Changing all this became a cornerstone of President Bush's campaign for
election and has taken much of his time to date. What has it all
accomplished? And what can we expect it to accomplish?

First, a $45 billion Department of Education budget for 2002, a rise of
almost 12 percent.

And what else? Frankly, nothing.

President Bush's original plan was strong. It required national tests to
measure every child in major subjects, if the children failed, the schools
would eventually be punished by providing private education, or "vouchers"
for the youngsters. Now, in a "compromise" with Sen. Edward Kennedy,
Massachusetts Democrat, the voucher program is dead and the tests are no
longer necessarily national. Students needn't take the rigorous NAEP, the
National Assessment of Education Progress, one of the federal aid to
education programs that has any real value. Instead states can substitute
their own tests, generally those that are self-serving and considerably
more lax.

But all of this controversy and compromise misses the real "dirty secret"
of educational reform -- the intellectual and academic inferiority of the
teacher corps. The Democrats refuse to discuss this because the National
Education Association is one of its main supporters, and some 10 percent of
the delegates to the Democratic National Convention were NEA members. The
Republicans refuse to discuss it because millions of voters have a sister,
wife, husband, daughter, son or other relative who is a teacher.

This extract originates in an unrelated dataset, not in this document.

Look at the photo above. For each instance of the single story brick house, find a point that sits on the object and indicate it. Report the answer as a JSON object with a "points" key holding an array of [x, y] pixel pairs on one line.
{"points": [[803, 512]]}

It's OK to bash "education" as a whole, but it is not OK to bash teacher
selection and training. However, in the last SAT tests, high school
youngsters who said they intended to become teachers scored a total of 964
in the SATs, while the average student, including minorities, scored 1019.
The odds are that the typical student, especially in the suburbs, has a
higher SAT score than his or her teachers.

In Pennsylvania, the education secretary has declared that the average
high-school graduate entering any of the 91 teacher-ed programs in the
state had a C-plus average, putting them in the bottom third of their
high-school class. Most other teacher's colleges now masquerade as
"universities" but with the same low admissions requirements and inferior
curriculum. Most of these high-school grads studying to be teachers could
not get into a mediocre liberal arts college.

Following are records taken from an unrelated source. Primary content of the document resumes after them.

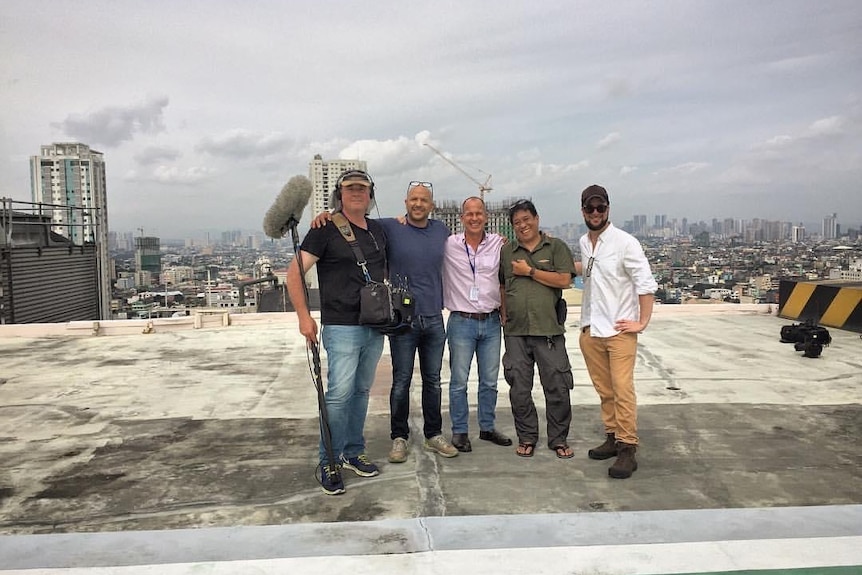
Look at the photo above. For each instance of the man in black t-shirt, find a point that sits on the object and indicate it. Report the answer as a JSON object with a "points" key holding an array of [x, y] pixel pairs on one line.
{"points": [[352, 350]]}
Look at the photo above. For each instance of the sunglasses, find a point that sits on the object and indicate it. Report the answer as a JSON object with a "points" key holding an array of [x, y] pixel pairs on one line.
{"points": [[415, 183], [601, 208]]}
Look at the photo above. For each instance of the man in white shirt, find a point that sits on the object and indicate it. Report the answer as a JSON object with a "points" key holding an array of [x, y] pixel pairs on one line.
{"points": [[617, 305]]}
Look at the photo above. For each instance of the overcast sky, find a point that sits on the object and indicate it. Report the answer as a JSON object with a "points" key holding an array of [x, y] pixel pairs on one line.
{"points": [[204, 109]]}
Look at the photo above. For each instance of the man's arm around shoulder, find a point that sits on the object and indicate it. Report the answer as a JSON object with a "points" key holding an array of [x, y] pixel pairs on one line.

The current selection and training methods are designed to enable the new
teachers to be "certified" by the state, an underwhelming achievement. One
major test for teacher certification, the Praxis I, used in 36 states, can
easily be passed by the typical 15-year-old. (I took it and laughed.)

One last frightening statistic: the Graduate Record Exam tests college
grads anxious to get into one of eight professions. Educators score at the
very bottom.

But meanwhile, the teacher crunch has forced many states, including Texas,
California and New Jersey, to hire ordinary college grads with no
certification or "education" background. The result? Administrators of
these "alternate" programs believe these untrained teachers are superior in
intelligence, have better grades from better colleges, and are equal or
better in performance to regular teachers.

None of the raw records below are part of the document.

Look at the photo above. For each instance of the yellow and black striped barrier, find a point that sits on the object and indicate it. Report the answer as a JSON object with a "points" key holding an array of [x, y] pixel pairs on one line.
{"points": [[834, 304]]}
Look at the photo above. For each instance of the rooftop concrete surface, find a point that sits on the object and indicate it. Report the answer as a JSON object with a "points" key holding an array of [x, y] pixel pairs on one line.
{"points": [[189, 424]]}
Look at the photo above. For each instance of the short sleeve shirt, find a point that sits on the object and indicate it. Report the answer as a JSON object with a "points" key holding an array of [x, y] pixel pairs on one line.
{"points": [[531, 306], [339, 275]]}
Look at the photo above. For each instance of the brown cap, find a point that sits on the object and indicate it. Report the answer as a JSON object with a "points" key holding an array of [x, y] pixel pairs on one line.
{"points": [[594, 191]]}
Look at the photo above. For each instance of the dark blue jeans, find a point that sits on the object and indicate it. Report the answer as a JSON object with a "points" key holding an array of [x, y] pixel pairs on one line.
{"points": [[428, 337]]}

What about the present federal aid to education? the largest program, Title
I for underprivileged children, has been operating since the 1960s, and
presently costs us $9 billion a year. Yet the Education Department itself,
in its report "Prospects," states that is has been of little or no value
over all these years.

If Washington wants to help with a Bush-inspired education bill, it can
best do it in the two steps designed to imitate the usually superior
European system for the selection and training of teachers.

(1) Close all the undergraduate schools of education where academically
weak high-school graduates study to become teachers (A step we took with
medical students in 1910 after the Flexner-Carnegie report.)

(2) Make teacher training entirely a one-year postgraduate course for
superior graduates of liberal arts colleges where they study a true subject
rather than "education," and do some practice teaching. The federal
government can best spend its money on scholarships for college graduates
who majored in biology, or math, or literature and who now decide they want
to teach elementary and high school.

Only by uplifting the caliber of those who become teachers can we improve
the education of our children. All the rest is just more federal money down
the anti-academic drain.



Martin L. Gross is the author of "The Conspiracy of Ignorance: The Failure
of American Public Schools." published by Harper Collins.